Tickers in this article: BRK.B AFL MET TRV HIG

You can also look at Dow Jones Industrial Average component Travelers(TRV) and you'll see yet another example of a cash-cow insurance company that's generating $64-per-share in trailing 12-months revenues.

TRV recently reported its second-quarter 2012 results. It produced $499 million in net income, which represents $1.26 per diluted share. Year to date, its return on equity is at 10.5%. Not bad for a business model that takes in billions of dollars at no carrying costs whatsoever.

That's one of the reasons why the most successful investors like Warren Buffett own insurance businesses. His company Berkshire Hathaway(BRK.B) owns car insurance powerhouse Geico.

Most states have laws requiring drivers to have auto insurance. So Geico is available in all 50 of them with competitive pricing and aggressive advertising campaigns. It also does homeowners and renters insurance, which comprises a growing amount of its revenues.

Its cash-generating success is one of the biggest reasons Berkshire Hathaway investors have averaged an annual total return of around 16% over each of the past three years.

As Buffett wrote in a recent annual letter to shareholders concerning the advantages of being in the insurance business, "We have now operated at an underwriting profit for nine consecutive years, our gain for the period having totaled $17 billion."

Buffett elaborated on this theme: "I believe it likely that we will continue to underwrite profitably in most -- though certainly not all -- future years. If we accomplish that, our float will be better than cost-free.
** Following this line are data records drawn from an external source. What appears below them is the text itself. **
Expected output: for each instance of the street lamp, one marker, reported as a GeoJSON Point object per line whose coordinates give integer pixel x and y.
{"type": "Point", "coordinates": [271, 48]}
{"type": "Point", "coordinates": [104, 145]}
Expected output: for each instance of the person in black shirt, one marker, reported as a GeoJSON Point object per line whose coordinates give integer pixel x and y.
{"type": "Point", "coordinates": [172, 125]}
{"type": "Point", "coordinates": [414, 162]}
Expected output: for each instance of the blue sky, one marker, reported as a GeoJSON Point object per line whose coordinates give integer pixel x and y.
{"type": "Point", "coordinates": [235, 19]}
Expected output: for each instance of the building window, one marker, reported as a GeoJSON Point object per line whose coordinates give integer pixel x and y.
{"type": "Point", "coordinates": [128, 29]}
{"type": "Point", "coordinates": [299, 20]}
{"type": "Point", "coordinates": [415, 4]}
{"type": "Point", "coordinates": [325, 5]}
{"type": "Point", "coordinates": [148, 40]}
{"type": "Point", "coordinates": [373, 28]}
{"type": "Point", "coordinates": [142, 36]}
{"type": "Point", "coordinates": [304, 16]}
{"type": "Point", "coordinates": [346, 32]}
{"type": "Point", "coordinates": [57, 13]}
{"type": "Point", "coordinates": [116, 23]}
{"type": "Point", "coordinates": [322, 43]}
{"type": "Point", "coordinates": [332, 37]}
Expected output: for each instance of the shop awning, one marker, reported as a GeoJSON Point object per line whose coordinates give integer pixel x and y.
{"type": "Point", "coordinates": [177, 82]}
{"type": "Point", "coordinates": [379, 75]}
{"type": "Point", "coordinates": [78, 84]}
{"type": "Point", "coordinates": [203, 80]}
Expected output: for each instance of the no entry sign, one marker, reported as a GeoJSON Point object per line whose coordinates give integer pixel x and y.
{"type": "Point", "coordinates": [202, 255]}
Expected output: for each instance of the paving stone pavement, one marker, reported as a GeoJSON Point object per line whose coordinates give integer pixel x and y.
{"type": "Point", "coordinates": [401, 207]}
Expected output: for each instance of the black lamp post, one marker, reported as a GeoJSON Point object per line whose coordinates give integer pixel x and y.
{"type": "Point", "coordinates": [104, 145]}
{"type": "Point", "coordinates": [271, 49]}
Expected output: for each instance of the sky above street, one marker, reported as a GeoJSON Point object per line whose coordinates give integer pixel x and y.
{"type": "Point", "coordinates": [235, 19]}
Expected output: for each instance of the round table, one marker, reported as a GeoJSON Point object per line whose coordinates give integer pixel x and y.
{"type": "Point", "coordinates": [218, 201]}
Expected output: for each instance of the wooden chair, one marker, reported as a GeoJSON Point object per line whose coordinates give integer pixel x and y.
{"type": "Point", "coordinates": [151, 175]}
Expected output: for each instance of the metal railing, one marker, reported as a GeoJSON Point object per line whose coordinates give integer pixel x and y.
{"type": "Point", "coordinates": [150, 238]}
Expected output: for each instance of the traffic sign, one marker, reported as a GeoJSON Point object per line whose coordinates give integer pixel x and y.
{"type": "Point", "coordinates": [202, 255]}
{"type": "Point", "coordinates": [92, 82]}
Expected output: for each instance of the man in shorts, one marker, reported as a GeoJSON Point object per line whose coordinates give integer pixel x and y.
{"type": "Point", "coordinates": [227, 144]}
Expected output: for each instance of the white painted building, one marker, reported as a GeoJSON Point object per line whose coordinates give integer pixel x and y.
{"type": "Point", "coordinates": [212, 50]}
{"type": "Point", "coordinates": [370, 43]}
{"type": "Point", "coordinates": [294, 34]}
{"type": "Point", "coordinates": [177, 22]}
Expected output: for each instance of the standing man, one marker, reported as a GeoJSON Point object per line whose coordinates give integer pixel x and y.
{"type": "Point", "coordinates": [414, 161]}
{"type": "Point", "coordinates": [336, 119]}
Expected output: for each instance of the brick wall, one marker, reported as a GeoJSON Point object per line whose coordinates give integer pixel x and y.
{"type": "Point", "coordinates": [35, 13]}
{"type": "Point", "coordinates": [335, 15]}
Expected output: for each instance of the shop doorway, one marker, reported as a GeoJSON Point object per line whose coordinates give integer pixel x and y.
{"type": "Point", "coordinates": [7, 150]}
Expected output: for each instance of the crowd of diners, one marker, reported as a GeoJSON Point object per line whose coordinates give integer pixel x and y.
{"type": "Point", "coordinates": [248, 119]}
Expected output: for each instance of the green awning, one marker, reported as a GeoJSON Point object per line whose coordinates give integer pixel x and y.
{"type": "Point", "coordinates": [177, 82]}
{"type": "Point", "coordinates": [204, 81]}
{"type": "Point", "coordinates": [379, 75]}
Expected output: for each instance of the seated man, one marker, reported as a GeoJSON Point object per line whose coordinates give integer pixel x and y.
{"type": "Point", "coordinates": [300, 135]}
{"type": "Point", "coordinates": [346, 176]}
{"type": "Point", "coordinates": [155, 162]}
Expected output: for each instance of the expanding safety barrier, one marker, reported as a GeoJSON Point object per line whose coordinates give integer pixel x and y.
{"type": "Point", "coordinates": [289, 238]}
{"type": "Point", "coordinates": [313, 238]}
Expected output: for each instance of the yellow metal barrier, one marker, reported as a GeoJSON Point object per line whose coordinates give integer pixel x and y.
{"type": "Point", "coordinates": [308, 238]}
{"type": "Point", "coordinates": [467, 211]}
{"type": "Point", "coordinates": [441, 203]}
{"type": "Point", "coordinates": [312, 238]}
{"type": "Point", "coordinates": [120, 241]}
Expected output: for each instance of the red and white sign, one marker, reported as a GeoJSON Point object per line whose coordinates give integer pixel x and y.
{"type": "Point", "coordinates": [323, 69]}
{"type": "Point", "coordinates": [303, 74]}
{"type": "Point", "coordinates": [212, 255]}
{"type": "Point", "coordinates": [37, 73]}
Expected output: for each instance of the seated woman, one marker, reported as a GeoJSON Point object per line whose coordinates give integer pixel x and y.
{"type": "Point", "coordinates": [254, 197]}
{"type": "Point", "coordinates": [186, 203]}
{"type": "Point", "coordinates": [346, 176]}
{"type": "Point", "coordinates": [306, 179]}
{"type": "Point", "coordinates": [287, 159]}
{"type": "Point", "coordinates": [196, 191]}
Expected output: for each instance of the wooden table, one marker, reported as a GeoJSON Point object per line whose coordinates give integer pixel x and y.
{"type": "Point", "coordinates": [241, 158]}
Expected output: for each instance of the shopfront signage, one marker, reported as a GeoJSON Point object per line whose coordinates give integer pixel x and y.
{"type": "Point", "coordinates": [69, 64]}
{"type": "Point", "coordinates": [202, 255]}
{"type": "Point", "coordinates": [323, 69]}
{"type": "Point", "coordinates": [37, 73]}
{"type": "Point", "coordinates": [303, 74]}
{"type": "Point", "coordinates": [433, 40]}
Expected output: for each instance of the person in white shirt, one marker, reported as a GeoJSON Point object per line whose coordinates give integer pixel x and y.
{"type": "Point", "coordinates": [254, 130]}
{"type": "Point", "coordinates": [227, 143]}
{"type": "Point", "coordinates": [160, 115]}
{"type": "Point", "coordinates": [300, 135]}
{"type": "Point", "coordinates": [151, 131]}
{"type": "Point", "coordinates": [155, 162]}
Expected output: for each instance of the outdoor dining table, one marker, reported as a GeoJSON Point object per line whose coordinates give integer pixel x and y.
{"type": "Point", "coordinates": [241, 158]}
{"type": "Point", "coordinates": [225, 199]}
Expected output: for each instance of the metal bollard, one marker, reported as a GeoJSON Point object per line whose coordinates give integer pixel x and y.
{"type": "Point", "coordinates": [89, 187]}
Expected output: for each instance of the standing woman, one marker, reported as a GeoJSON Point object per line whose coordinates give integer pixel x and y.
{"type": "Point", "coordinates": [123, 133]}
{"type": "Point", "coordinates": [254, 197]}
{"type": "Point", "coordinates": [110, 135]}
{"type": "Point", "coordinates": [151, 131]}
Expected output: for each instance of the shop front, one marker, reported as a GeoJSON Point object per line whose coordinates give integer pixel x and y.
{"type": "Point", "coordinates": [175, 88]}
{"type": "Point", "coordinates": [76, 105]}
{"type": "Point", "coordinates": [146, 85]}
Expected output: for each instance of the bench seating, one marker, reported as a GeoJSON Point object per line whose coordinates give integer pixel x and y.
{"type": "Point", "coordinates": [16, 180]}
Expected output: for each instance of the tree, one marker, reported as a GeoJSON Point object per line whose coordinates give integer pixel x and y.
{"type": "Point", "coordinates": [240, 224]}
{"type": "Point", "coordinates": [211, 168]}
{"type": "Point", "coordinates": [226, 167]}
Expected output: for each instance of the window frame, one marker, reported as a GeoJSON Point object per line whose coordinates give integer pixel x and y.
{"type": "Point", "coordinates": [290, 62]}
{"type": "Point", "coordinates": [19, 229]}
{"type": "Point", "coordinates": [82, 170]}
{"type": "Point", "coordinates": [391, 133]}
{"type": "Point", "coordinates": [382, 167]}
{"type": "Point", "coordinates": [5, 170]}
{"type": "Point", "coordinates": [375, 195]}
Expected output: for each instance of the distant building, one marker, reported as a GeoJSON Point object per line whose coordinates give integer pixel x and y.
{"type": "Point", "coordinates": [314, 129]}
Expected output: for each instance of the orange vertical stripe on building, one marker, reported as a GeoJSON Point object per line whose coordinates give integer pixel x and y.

"We will profit just as we would if some party deposited $70.6 billion with us, paid us a fee for holding its money and then let us invest its funds for our own benefit."

It's hard not to love an industry built upon the idea that it takes in billions of dollars of other people's money at no cost, and is able to keep every dime that it doesn't have to pay out in claims and operating expenses.

With the money these insurers keep, they can invest in all kinds of profitable ventures like real estate, lending companies, international sovereign debt, precious metals or whatever asset classes are profitable.

Two of my personal favorite companies that are on my watch list include The Hartford Financial Services Group(HIG) , which is selling at a forward PE ratio of around 4.5 (cheap!) and reports earnings on August 1.